Question :

Récemment, il y a eu beaucoup de débat et de discussions sur la question des vaccinations. En tant que parent, je suis curieux de savoir ce que la loi juive dit à ce sujet.

Citoyen Averti

Réponse :

Cher Citoyen Averti,

Merci pour votre question ! Ou peut-être devrais-je dire « questions », car le sujet des vaccinations comporte de nombreux sous-thèmes et problèmes qui doivent être abordés. Votre question est d’autant plus complexe que le terme « vaccination » est très large : certaines vaccinations concernent des maladies potentiellement mortelles, d’autres des affections non mortelles. En outre, différents segments de la population peuvent présenter des risques différents en fonction de leur âge, de leur localisation, etc.

Cependant, avant d’aborder la question spécifique de la vaccination, nous devons d’abord comprendre la position de la Torah sur l’importance de protéger sa santé en général.

L’obligation halakhique de prendre des précautions

Prendre soin de sa propre santé n’est pas seulement une question de bon sens, c’est aussi une mitsva. Cela signifie que même si vous ne voulez pas le faire pour quelque raison que ce soit, vous êtes quand même tenu de le faire. La Torah nous enseigne que notre corps est un don de D.ieu, que nous n’en sommes donc pas les propriétaires et que nous ne pouvons lui causer aucun dommage.1

Il ne suffit pas de faire face aux problèmes de santé lorsqu’ils se présentent ; nous devons prendre des précautions pour éviter le danger.

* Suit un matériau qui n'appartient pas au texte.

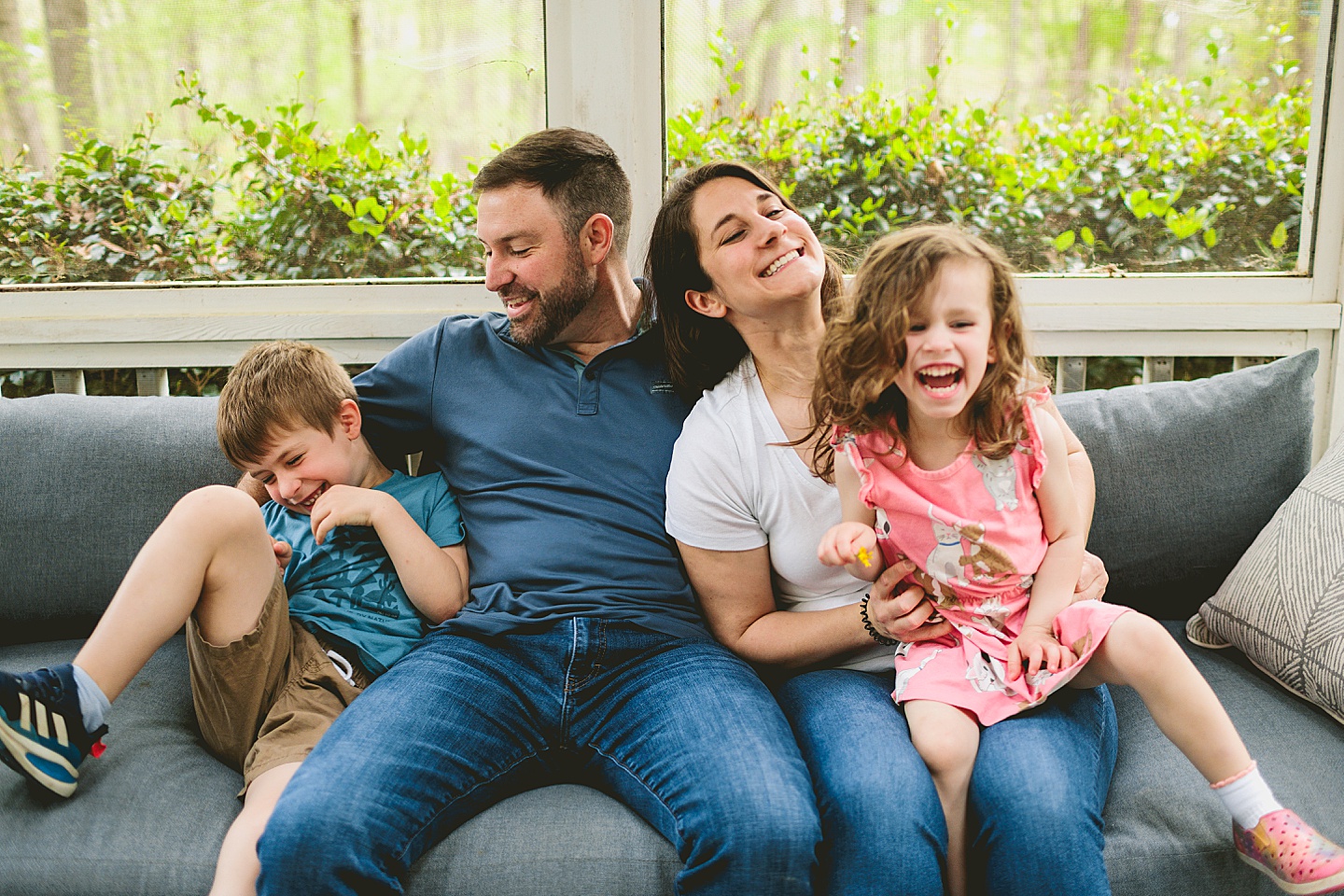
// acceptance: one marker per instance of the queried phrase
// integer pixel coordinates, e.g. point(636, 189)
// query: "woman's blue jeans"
point(1036, 792)
point(678, 728)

Le dernier chapitre du Code de la loi juive souligne que « de la même manière qu’il existe un commandement positif de construire un garde-corps autour du périmètre d’un toit pour éviter que quelqu’un ne tombe, nous sommes également obligés de nous protéger de tout ce qui pourrait mettre notre vie en danger, comme l’indique le verset2 : “Garde-toi seulement et garde bien ton âme…” »3

À titre d’exemple de cette règle, Rabbi Moshé Isserlès (connu sous l’acronyme « Rema »), l’un des plus grands décisionnaires halakhiques du judaïsme, écrit que lorsqu’une épidémie mortelle telle que la peste se déclare dans une ville, les habitants de cette ville ne doivent pas attendre que la maladie se propage. Au contraire, ils sont tenus (à quelques exceptions près4 ) d’essayer de fuir la ville dès le début de l’épidémie.5

En cas d’épidémie, non seulement vous avez l’obligation de fuir, mais en tant que parent, vous avez l’obligation d’assurer la sécurité de vos enfants. Rabbi Yeshayah haLevi Horowitz, connu sous l’acronyme « Shelah », écrit que tout parent qui ne fait pas sortir ses enfants d’une ville en proie à une épidémie est tenu responsable de leur sort.6

Nous avons établi que l’on doit faire tout ce qui est en son pouvoir pour se sauver soi-même, ses enfants et d’autres personnes d’éventuels dangers mortels. Il semblerait qu’il n’y ait aucune différence entre la vaccination et le fait de devoir fuir une ville en cas d’épidémie.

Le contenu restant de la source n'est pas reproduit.